2.Halka karşı merhameti kalpten söker. Çünkü tok bir kimse herkesin tok olduğunu zanneder.

3.İbadetleri ağırlaştırır.

4.Tok bir kimse hikmetli bir konuşmayı dinlediği zaman o konuşmanın kalbinde bir incelik meydana getirdiğini hissetmez.

5.Tok bir kimse, vaazda bulunur ve hikmetli konuşursa onun konuşması halkın kalbine tesir etmez.

6.Tokluk, kişide çeşitli hastalıklar doğurur ve hastalıklarını artırır,

   Şeytanın kapılarından biri de ev eşyası, elbise, evin süsü ve fazla konforu sevmektir. Çünkü şeytan, bu süsün insanoğlunun kalbinde galip olduğunu görünce o kalpte yumurtlar, civcivler çıkarır ve böylece daimî bir şekilde insanı evi tamir etmeye davet eder. Evin tavanını ve duvarlarını süslemeye, odalar ve salonları genişletmeye teşvik eder. Elbisenin ve bineklerin süsüne davet eder ve bu hususta Ömrü boyunca onu kendisine hizmetçi yapar. Onu bir defacık buraya soktuğu zaman ikinci bir defa uğraşmasına gerek kalmaz. Çünkü bu şeylerin bazısı insanoğlunu diğerine çekip sürükler ve götürür. Böylece insanoğlunu bir şeyden diğer bir şeye -eceli gelip ölünceye kadar- bu dünya sevgisi sürükler götürür. İnsanoğlu, şeytanın yolunda ve hevâ-i nefsinin arkasındadır ve bu gidişatından ötürü imansız gitmesinden korkulur. Böyle bir gidişattan Allah’a sığınırız!

   Şeytanın büyük kapılarından biri de halkın elindekine göz dikmek ve tamahkârlık yapmaktır. Çünkü bu tamahkârlık kalbe galip geldi mi, şeytan, malına göz diktiği kimseye karşı tasannu yapmasını ve süslü püslü görünmesini, riya ve hilelerin çeşitlerine bürünerek yağcılık yapmasını kendisine süslü gösterir. Hatta insanın tamah ettiği şey sanki onun ilahı olur! Böylece şeytan daimî bir şekilde o şeyi insana sevdirmenin yollarını araştırıp durur ve bu hedefe varmak için her çareye başvurur. En azından insanoğlu malına göz diktiği bir kimsede olmayan sıfatlarla o kimseyi över, ona karşı emr-i bi’l-ma’rûfu (iyiliği em-retmeyi) ve nehy-i an’il-münker’i, (kötülüğü yasaklamayı) terket-mek sûretiyle yağcılık yapar.

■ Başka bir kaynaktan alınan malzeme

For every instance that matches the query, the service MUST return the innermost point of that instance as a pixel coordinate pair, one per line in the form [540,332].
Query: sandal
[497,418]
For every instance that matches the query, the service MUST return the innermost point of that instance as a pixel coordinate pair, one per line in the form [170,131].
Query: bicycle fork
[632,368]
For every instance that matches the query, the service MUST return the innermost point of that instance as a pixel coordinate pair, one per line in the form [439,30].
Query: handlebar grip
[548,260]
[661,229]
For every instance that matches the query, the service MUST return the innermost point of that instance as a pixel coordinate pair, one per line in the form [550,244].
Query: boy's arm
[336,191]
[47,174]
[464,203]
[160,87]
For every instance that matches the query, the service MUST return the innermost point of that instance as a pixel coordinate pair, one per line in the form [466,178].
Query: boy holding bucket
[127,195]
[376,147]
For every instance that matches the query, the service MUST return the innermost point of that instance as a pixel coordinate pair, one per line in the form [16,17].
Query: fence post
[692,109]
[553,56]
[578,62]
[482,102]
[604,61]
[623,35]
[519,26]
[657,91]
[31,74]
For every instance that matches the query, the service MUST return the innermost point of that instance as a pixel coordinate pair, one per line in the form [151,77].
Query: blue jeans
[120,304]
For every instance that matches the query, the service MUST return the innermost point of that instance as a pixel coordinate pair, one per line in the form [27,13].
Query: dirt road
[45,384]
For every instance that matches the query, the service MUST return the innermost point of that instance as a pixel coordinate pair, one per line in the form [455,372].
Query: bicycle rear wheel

Saffan b. Selim rivayet ediyor ki: İblis, Abdullah b. Hanzele’ye göründü ve kendisine şöyle dedi:

– Ey Hanzele’nin oğlu! Benden sana öğreteceğim birşeyi ezberle.

-Senden gelen birşeye ihtiyacım yok!

-Benden öğreneceğin şeye bir bak, eğer hayır ise tut, şer ise reddedip at! Ey Hanzele’nin oğlu! Allah’tan başka hiç kimseden rağbet ederek isteme ve sorma, öfkelendiğin zamanda durumunun nasıl olduğuna dikkat et! Çünkü öfkelendiğin zaman
senin gemin benim elime geçer’.

Onun büyük kapılarından birisi de acele etmek ve işlerde tahkik yapmayı bırakmaktır. Nitekim Hz. Peygamber (s.a) şöyle buyurmuştur:

Acele şeytandandır. Yavaşça ve teenni ile hareket etmek Allah’tandır.56

Allah Teâlâ da şöyle buyurmuştur:

İnsan aceleci yaratıldı. (Enbiya/37)

İnsan pek acelecidir.(İsra/11)

Sana vahyedilmesi henüz tamamlanmadan Kur’an oku-mada acele etme!(Tâhâ/114)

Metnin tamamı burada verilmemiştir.